Le pouvoir communal doit être à l’écoute de tous les habitants, en encourageant les possibilités d’interpellation du conseil communal, en valorisant toutes les structures locales de négociation, etc.
- Proche des citoyens.
Il importe de veiller à l’accessibilité des guichets et services communaux.

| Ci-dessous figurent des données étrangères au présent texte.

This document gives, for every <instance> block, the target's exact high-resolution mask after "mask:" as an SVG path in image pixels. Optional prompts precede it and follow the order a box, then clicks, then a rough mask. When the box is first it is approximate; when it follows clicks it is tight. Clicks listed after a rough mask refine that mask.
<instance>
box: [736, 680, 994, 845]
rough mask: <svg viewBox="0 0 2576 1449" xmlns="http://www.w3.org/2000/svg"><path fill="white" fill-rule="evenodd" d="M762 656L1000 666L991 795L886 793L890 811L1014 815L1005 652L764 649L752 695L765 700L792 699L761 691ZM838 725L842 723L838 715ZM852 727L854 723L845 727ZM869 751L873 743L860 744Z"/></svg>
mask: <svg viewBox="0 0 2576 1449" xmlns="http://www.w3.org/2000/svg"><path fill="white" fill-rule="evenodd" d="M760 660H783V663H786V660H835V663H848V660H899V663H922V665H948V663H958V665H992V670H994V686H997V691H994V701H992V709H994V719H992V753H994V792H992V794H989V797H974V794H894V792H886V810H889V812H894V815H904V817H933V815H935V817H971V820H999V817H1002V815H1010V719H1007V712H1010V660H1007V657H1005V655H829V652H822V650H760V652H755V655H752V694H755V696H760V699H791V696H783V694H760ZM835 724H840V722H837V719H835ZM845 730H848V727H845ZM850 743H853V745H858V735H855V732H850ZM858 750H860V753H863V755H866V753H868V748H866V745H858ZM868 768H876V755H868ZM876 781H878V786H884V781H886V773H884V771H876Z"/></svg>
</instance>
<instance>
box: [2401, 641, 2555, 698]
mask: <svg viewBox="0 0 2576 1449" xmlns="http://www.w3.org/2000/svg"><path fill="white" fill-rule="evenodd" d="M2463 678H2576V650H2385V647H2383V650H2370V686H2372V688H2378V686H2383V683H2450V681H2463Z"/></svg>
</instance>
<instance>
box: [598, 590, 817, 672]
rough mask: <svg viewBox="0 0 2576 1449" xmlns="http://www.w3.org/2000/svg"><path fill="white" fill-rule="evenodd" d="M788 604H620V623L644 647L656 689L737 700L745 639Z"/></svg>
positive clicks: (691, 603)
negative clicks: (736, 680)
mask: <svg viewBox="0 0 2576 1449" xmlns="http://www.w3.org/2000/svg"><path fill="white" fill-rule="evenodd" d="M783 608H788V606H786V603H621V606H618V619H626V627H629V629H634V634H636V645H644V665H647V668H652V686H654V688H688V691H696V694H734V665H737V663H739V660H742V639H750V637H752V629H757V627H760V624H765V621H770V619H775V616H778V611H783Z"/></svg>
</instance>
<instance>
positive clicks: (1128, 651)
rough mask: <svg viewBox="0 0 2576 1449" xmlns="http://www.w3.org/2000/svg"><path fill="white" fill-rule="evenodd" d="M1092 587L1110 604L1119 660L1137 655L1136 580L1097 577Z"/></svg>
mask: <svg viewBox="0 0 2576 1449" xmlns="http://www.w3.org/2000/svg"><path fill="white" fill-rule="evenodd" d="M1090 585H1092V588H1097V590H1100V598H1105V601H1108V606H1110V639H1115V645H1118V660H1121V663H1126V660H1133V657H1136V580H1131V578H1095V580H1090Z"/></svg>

Il est essentiel que les services de police jouent un rôle de prévention et pas seulement de répression.
- Politique de rénovation.
La commune doit notamment poursuivre la politique de rénovation des logements sociaux et lutter contre le délabrement de certains quartiers.
- Politique dynamique pour la jeunesse, l’enseignement, la culture et les sports.
- Politique sociale renforcée.
Face à un contexte de dualisation et de paupérisation croissante, la politique sociale et particulièrement celle du CPAS doivent être renforcées.
Notes explicatives :
(1) Ce groupe de Schaerbeekois s’est réuni à l’initiative de Michel Biart, président du P.C. Schaerbeekois, et de Luc Uytdenbroek.
Jean-Marie Faux rédigea le projet de déclaration-pétition.
(2) Il s’agissait de : Shemsedin Balaj, Michel Biart, Françoise Hees, Geneviève Laloy, Luc Lenel, Philippe Lievrouw, Pierre Massart, Luc Uytdenbroek, Marc Van Eerdewegh, Felipe Van Keirsbilck, Ria Willem.
(3) Se sont succédés depuis fin 1988 : Michel Biart, Marc Van Eerdewegh, Katty Hemelaer, Jean-Marie Faux, Jean-Luc de Wilde, Geneviève Laloy, Gisèle Vandercammen, Lydia Doïnoff, Pierre Massart, Myriam Bayet, Claire Mergeay, Monique Van Bael, Sylvie Kempgens, Luc Uytdenbroek, Michel Willemse, Jean Peeters.
(4) Ce fut le plus souvent : André Degand, remplacé parfois par Claude Archer, Elisabeth Cohen, Anne Deroitte, Jean Peeters, Luce Schweitzer, Malte Woydt.
(5) Ces tâches furent assurées durant une longue période par Colette Scheenaerts, Myriam Bayet, Christian Van Uffel, Xavier Closon, Anne Deroitte et Mireille Vander Weerden.
(6) Ce groupe porteur est composé de : Elisabeth Cohen, André Degand, Anne Deroitte, Lydia Doïnoff, Sylvie Kempgens, Albert Martens, Jean Peeters et Luc Uytdenbroek.